As has been well publicised in recent weeks, many UK businesses will come under increasing short-term cash flow pressure as revenues decline sharply. Many are seeking to reduce their cost base as a result, including via deferral of rent. As responsible investors in real estate, we have taken the opportunity to engage with our tenants and ensure a measured outcome for all parties, and we support the Government announcement on 23 March that no tenant will face enforcement action as a result of non-payment of the March quarter’s rent.
However, the impact on occupiers will not be evenly distributed. Given the deliberately diverse nature of our occupier base, we have not adopted a ‘one size fits all approach’, and instead are actively managing our tenant base to achieve the right result for our investors and occupiers alike.
The situation is clearly still evolving, and the medium-term impacts on our asset class are only starting to come into focus. However, some trends are becoming apparent, and it is clear there will be significant differences between sub-sectors.
It is likely the fallout from COVID-19 will accelerate trends which were already apparent prior to its outbreak. In our market, high street retail and shopping centres, already out of favour, are likely to be hardest hit, with some occupiers (e.g. Laura Ashley) closing their doors for good. Enforced closures will hasten the demise of poorly run businesses, which may otherwise have limped along on the promise of cheap credit for a few more years.
Conversely, logistics will continue to benefit from the structural change in the way we shop and has undoubtedly been boosted by a population confined to their online shopping accounts.
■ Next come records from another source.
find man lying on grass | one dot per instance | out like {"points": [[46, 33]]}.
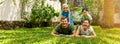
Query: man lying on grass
{"points": [[85, 30], [64, 28]]}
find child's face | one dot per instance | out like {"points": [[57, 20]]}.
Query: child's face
{"points": [[85, 13], [65, 9], [85, 24]]}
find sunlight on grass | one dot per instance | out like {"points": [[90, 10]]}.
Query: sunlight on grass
{"points": [[42, 36]]}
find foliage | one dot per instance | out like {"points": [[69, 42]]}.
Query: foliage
{"points": [[95, 7], [42, 13], [42, 36]]}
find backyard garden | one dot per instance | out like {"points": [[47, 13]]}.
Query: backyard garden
{"points": [[32, 21]]}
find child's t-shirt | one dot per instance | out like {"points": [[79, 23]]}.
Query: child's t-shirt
{"points": [[87, 32]]}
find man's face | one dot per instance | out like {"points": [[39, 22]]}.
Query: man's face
{"points": [[64, 22], [85, 24], [85, 13], [65, 9]]}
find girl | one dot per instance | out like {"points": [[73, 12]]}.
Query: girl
{"points": [[66, 13]]}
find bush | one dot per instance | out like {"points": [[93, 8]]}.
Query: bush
{"points": [[41, 14]]}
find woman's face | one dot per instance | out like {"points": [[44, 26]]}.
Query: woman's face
{"points": [[65, 9]]}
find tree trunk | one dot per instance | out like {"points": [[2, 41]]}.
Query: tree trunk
{"points": [[108, 17]]}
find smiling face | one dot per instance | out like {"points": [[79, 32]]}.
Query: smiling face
{"points": [[86, 24], [64, 23]]}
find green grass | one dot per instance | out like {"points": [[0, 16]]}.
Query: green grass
{"points": [[42, 36]]}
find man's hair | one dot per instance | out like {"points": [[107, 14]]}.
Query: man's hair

Tesco’s publicised intention to reoccupy warehouses in Milton Keynes and Stakehill, Manchester is an early indicator of a trend of increasing demand we expect to continue.
But the virus will also make us question the solidity of in-vogue sectors, most obviously the alternatives sector. Cinemas, restaurants, hotels and student housing have all been adversely affected by restrictions on social interaction. Operators saddled with high levels of corporate debt will likely require collaboration with lenders to survive reductions in revenue, but this in turn will allow the stronger operators to thrive.
More generally, operational assets (such as student housing) where investors are more closely aligned to the underlying income profiles generated by buildings, will feel immediate pain, as management agreements do not offer the same protection as leases.
Finally, serviced offices, for so long the darling of the industry generating significant occupational take up, may find their moment in the sun has come to an end. That is not to say the long-term demographic trends favouring these sectors will reverse, but we are reminded to properly consider the merits of each opportunity on an asset-by-asset basis.
Consistency is key
We stock pick assets offering high, sustainable income yields and proactively manage those assets to drive rental growth. In an environment where capital values become exposed to increased volatility, we believe the income advantage generated by this approach offers the best potential for relative outperformance.
Our portfolios offer a high degree of asset and tenant diversification, which limits volatility, and our focus on smaller lot sizes offers the greatest degree of liquidity, as we can sell to different investor groups to capitalise on the strongest demand.
This investment approach has remained consistent through multiple market cycles and has been tried and tested in challenging macroeconomic conditions before. We remain confident it will weather the present uncertain times.